We also ran a technology-driven experiment. We decided to try to integrate hundreds of life science data resources using the Linux approach as our metaphor, where each database was actually a database package and integration was the payoff. We painstakingly converted resource ater resource to RDF/OWL packages. We wrote the software that wires them all together into a single triple store. We exposed the endpoint for SPARQL queries. And we made the whole thing available for free.

As part of this, we had to get involved in the OWL 2 working group, the W3C's technical architecture group, and more. We had to solve very hairy problems about data formats. We even had to develop a new set of theories about how to promote shared URIs for data objects.

Like I said, the technology was a hell of a lot hairier than the law. But it worked. We get more than 37,000 hits a day on the query endpoint. There's at least 20 full mirrors in the wild that we know of. It's beginning to scale.

But because of the law, we also had to eliminate good databases with funky legal code, including funky legal code meant to foster more sharing. We learned pretty quickly that the first thing you do with those resources is to throw them away, even if they meant well in licensing. The technical work is just too hard. Adding legal complexity to the system made the work intolerable. When you actually try to build on open data, you learn quickly that unintended use tends to rub up against legal constraints of any kind, share-alike constraints equal to commercial constraints.

We would never have learned this lesson without actually getting deep into the re-use of open databases ourselves. Theory, in this case, truly needed to be informed by practice.

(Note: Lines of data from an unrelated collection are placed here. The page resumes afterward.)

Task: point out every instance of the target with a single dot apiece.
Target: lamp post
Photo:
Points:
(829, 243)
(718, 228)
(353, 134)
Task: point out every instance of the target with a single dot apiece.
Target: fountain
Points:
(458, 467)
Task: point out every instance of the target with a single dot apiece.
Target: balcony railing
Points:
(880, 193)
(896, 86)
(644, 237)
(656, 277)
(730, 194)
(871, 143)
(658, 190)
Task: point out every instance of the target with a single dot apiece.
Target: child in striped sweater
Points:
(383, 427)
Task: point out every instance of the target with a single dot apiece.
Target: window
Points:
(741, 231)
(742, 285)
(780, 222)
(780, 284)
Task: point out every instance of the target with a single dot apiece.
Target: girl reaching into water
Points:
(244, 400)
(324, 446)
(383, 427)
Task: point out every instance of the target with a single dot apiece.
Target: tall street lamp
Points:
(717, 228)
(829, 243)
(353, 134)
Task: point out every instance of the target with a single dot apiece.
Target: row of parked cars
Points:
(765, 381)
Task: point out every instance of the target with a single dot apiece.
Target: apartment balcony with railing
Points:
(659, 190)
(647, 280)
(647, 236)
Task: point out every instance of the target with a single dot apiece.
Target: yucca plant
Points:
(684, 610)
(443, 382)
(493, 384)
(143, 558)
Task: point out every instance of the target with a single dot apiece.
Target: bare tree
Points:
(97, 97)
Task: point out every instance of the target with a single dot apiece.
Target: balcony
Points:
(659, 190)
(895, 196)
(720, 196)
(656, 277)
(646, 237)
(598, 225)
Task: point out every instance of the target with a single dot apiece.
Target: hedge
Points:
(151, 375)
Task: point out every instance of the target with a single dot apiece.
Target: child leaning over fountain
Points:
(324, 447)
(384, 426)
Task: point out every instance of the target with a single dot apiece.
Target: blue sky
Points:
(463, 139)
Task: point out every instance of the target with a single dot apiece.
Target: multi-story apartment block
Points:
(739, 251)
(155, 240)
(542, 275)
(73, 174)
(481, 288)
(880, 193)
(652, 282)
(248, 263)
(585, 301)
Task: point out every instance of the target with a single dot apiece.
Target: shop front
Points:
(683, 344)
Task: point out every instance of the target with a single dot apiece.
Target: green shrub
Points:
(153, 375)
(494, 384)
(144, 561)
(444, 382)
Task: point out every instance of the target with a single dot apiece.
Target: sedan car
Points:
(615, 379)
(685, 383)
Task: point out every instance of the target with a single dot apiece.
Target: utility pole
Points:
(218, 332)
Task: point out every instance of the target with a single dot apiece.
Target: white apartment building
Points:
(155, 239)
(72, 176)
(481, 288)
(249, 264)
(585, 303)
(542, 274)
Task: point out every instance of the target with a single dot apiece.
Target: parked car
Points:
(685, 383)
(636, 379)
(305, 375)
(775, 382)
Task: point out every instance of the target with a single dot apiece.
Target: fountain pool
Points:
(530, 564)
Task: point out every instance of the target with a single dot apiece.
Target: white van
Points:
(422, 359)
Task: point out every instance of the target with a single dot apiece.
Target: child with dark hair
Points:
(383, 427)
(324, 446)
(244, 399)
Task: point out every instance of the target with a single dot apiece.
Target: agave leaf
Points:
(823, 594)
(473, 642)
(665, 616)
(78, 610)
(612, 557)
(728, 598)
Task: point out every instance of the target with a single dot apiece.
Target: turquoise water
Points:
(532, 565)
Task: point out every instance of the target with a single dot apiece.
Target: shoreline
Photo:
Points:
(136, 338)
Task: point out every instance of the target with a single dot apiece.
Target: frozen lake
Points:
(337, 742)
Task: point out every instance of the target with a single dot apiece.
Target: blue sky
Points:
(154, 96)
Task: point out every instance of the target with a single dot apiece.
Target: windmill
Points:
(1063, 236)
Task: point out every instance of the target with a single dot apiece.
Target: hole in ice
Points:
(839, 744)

What we learned, first and foremost, was that the combination of truly open data and semantic web supports the use of that data at Web scale. It's not about open spreadsheets, or open databases hither and yon. It's not about posting tarballs to one's personal lab page. Those are laudable activities, but they don't scale. Nor does applying licenses to the data that impose constraints on downstream use, because the vast majority of uses of data aren't yet known. And today's legal code might well prevent them. Remember that the fundamental early character of the Web was public domain, not copyleft. Fundamental stuff needs fundamental treatment.

And data is fundamental. We can't treat it, technically or legally, like higher level knowledge products if we want it to serve that fundamental role. The vast majority of it is in fact not "knowledge" - it is the foundation upon which knowledge is built, by analysis, by modeling, by integration into other data and data structures. And we need to begin thinking of data as foundation, as infrastructure, as a truly public good, if we are to make the move towards a web of data, a web that supports models, a world in which data is useful at scale.